This was originally published in the first issue of the Nerves zine (2021). Bethany was kind enough to allow it to be posted on the site.
My father glanced away from his driving to give me a worried look.
“Dad, It’s going to be okay.” I reassured my only ride. “Nobody has actually died because of Dungeons & Dragons.”
His eyes swept back to the road as he answered “I know, sweetheart.” in a deep voice that had been textured with a slight drawl and decades of smoking.
I had wanted to play tabletop RPGs since I first caught a glimpse of a guidebook when I was ten. And, as a young adult, this was the first time I’d gotten the chance to play one. I was lucky that my coworkers were avid players and offered a proper introduction to the hobby.

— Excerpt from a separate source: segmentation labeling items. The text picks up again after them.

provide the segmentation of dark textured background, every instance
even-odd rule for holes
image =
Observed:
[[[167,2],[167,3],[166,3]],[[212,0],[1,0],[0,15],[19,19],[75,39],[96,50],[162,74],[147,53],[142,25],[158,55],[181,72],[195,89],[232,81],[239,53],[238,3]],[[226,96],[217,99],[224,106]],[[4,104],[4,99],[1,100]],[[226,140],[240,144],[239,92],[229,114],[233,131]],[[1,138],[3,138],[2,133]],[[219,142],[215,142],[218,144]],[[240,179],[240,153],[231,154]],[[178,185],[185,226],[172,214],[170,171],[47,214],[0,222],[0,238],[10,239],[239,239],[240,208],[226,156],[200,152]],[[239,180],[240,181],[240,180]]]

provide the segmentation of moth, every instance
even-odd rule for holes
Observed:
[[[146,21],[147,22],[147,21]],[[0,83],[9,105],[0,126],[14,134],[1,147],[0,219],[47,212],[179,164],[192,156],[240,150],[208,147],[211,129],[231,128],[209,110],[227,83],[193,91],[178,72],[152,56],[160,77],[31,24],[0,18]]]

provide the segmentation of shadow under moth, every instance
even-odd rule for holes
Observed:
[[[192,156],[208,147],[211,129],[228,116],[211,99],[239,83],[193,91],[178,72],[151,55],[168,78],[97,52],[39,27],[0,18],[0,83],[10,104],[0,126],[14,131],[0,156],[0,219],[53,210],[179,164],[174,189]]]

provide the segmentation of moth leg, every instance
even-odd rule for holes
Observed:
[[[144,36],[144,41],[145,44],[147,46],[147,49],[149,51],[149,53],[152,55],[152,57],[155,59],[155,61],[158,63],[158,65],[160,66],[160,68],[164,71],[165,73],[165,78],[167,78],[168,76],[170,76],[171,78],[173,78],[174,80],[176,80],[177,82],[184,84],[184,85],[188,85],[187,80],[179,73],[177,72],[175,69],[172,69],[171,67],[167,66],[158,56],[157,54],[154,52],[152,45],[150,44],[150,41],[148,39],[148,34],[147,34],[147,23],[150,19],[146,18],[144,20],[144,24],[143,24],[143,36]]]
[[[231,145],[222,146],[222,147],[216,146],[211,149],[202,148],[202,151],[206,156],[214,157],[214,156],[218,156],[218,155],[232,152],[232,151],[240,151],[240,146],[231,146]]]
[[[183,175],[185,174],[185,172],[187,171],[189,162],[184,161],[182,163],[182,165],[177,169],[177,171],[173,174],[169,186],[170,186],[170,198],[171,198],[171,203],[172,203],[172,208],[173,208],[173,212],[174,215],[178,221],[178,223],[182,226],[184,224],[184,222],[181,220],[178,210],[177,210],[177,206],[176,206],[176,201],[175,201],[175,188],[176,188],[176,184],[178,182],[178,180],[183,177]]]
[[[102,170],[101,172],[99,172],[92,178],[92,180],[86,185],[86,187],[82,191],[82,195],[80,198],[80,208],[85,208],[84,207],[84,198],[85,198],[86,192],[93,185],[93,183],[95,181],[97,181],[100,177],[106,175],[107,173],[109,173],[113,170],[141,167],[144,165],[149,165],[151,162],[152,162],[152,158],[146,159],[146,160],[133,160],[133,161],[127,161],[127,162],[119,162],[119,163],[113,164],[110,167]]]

However, my father was the pastor of a small desert town named Christmas Valley between the ’80s and ’90s, and even though he wanted to support my interests, he had his reservations. Sure, now it was 2014, but the memories of his congregation members coming to him with horror stories of a new satanist plot threatening their children were still vivid in his mind. He could not help but be a little wary.
It may surprise young tabletop roleplayers today that a hobby about playing imaginary characters with friends was once literally demonized. It was the 1980’s, and fears were already building about secret societies, demented killers and the ethereal war for the immortal soul when the book Michelle Remembers became a bestseller.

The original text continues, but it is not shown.